Normalization is the process of efficiently
organizing data in a database. There are two goals of the normalization
process: eliminating redundant data (for example, storing the same data in more
than one table)
and ensuring data
dependencies make sense (only storing related data in a table). Both
of these are worthy goals as they reduce the amount of space a database
consumes and ensure that data is logically stored.
The
Normal Forms
The
database community has developed a series of guidelines for ensuring that
databases are normalized. These are referred to as normal forms and are
numbered from one (the lowest form of normalization, referred to as first normal
form or 1NF) through five (fifth normal form or 5NF). In practical
applications, you'll often see 1NF,
2NF,
and 3NF
along with the occasional 4NF. Fifth normal form is very rarely seen and won't
be discussed in this article.
Before we begin our discussion of the normal forms, it's important to point out that they are guidelines and guidelines only. Occasionally, it becomes necessary to stray from them to meet practical business requirements. However, when variations take place, it's extremely important to evaluate any possible ramifications they could have on your system and account for possible inconsistencies.
Before we begin our discussion of the normal forms, it's important to point out that they are guidelines and guidelines only.

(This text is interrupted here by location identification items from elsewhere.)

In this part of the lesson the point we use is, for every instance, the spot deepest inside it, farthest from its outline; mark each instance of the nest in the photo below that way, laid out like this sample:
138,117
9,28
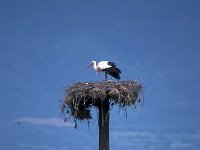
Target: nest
82,96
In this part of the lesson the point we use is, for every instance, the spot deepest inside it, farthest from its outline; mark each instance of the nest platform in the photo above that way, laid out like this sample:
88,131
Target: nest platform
82,96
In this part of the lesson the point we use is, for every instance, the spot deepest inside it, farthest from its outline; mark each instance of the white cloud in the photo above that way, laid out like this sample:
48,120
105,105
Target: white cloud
45,121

Occasionally, it becomes necessary to stray from them to meet practical business requirements. However, when variations take place, it's extremely important to evaluate any possible ramifications they could have on your system and account for possible inconsistencies.
First
Normal Form (1NF)
First normal form (1NF) sets the
very basic rules for an organized database:
- Eliminate duplicative columns from the same table.
- Create separate tables for each group of related data and identify each row with a unique column or set of columns (the primary key).
Second
Normal Form (2NF)
Second normal form (2NF) further
addresses the concept of removing duplicative data:
- Meet all the requirements of the first normal form.

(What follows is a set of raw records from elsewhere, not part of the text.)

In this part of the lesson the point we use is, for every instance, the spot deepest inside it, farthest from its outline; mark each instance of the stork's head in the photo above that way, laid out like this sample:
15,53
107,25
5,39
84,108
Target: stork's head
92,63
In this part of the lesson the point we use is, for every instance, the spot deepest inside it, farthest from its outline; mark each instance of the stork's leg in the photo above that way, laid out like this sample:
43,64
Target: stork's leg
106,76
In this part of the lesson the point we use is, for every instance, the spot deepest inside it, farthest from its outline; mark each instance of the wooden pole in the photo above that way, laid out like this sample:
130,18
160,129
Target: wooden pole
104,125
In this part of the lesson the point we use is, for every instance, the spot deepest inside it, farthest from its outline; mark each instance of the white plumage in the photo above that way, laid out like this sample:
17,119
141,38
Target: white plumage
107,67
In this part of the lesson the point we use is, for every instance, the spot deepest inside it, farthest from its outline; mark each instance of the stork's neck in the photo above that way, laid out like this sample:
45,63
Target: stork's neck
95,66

- Remove subsets of data that apply to multiple rows of a table and place them in separate tables.
- Create relationships between these new tables and their predecessors through the use of foreign keys.
Third
Normal Form (3NF)
Third normal form (3NF) goes one
large step further:
- Meet all the requirements of the second normal form.
- Remove columns that are not dependent upon the primary key.
Boyce-Codd
Normal Form (BCNF or 3.5NF)
The Boyce-Codd Normal Form, also
referred to as the "third and half (3.5) normal form", adds one more
requirement:
- Meet all the requirements of the third normal form.
- Every determinant must be a candidate key.
Fourth
Normal Form (4NF)
Finally, fourth normal form (4NF)
has one additional requirement:
- Meet all the requirements of the third normal form.
- A relation is in 4NF if it has no multi-valued dependencies.
Benefits of normalization
Normalization produces smaller tables with smaller rows:
- More rows per page (less logical I/O)
- More rows per I/O (more efficient)
- More rows fit in cache (less physical I/O)
The benefits of normalization include:
- Searching, sorting, and creating indexes is faster, since tables are narrower, and more rows fit on a data page.
- You usually have more tables.
- You can have more clustered indexes (one per table), so you get more flexibility in tuning queries.
- Index searching is often faster, since indexes tend to be narrower and shorter.
- More tables allow better use of segments to control physical placement of data.
- You usually have fewer indexes per table, so data modification commands are faster.
- Fewer null values and less redundant data, making your database more compact.
- Triggers execute more quickly if you are not maintaining redundant data.
- Data modification anomalies are reduced.
- Normalization is conceptually cleaner and easier to maintain and change as your needs change.